Un episodio poco conosciuto ma significativo del clima poliziesco presente nella città fu la violenta repressione dell’insurrezione triestina del 1902. Il 1 febbraio di quell’anno a Trieste fu proclamato lo sciopero dei fuochisti delle navi del Lloyd a fronte dell’intervento del luogotenente austriaco Leopold von Goëss, che aveva imposto l’impiego di fuochisti provenienti dalla flotta da guerra. La protesta si estese poi anche ad altre categorie di lavoratori con la partecipazione attiva dei dirigenti della sezione locale del partito socialista. Le truppe del generale Conrad von Hötzendorf avevano ricevuto l’ordine di impedire che i manifestanti giungessero in piazza Grande dove sorgeva il palazzo del governo. Si registrarono scariche di fucileria ad altezza uomo ed assalti alla baionetta verso i dimostranti in fuga. Numerose furono le vittime anche se la cifra non fu mai realmente definita. Il 15 febbraio giunsero in città anche altri reparti militari tra cui la cavalleria e al largo della costa furono poste delle unità navali. Lo stato d’assedio durò fino a aprile dello stesso anno. Alle cariche dell’esercito susseguì una serie di arresti e ordini di esilio. La profonda preoccupazione delle autorità imperiali si fondava sull’italofobia che vedeva una stretta relazione tra lo sciopero e l’irredentismo. Lo stesso von Hötzendorf era fermamente convinto della necessità di una guerra offensiva e senza preavviso nei confronti del Regno d’Italia, nonostante che nel 1882 i due stati avessero stretto insieme con la Germania un accordo militare, la Triplice alleanza.

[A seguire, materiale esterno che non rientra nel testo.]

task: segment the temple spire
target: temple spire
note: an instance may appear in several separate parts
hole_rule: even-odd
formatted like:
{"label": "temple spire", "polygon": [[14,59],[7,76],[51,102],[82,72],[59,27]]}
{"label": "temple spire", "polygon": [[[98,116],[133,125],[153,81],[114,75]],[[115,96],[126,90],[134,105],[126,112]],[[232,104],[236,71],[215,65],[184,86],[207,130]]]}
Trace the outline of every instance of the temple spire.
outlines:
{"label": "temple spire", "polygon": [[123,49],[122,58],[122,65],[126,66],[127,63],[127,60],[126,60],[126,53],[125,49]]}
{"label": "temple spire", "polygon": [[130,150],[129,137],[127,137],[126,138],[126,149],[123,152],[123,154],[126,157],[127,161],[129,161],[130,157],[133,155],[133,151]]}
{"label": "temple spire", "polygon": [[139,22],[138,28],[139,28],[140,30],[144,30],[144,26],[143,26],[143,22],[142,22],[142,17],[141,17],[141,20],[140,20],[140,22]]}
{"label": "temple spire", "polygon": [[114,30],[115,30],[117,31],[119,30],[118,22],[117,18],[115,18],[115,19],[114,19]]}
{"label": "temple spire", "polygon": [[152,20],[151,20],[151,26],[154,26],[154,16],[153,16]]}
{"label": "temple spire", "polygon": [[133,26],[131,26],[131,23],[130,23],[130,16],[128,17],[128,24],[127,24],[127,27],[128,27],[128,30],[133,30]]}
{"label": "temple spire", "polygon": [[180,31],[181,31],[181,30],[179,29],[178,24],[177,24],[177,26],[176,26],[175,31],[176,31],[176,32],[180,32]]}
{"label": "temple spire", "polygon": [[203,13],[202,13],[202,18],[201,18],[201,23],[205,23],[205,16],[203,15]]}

Lo sciopero di Trieste del 1902 rappresentò una delle cause che portarono alla Grande guerra in quanto esasperò la tendenze bellicistica e la volontà espansionistica dell’impero asburgico verso i confini italiani. Sarà a partire dall’anno 1914 che la trasformazione della città subì un’accelerazione vertiginosa, travolta dai venti di morte della prima guerra mondiale.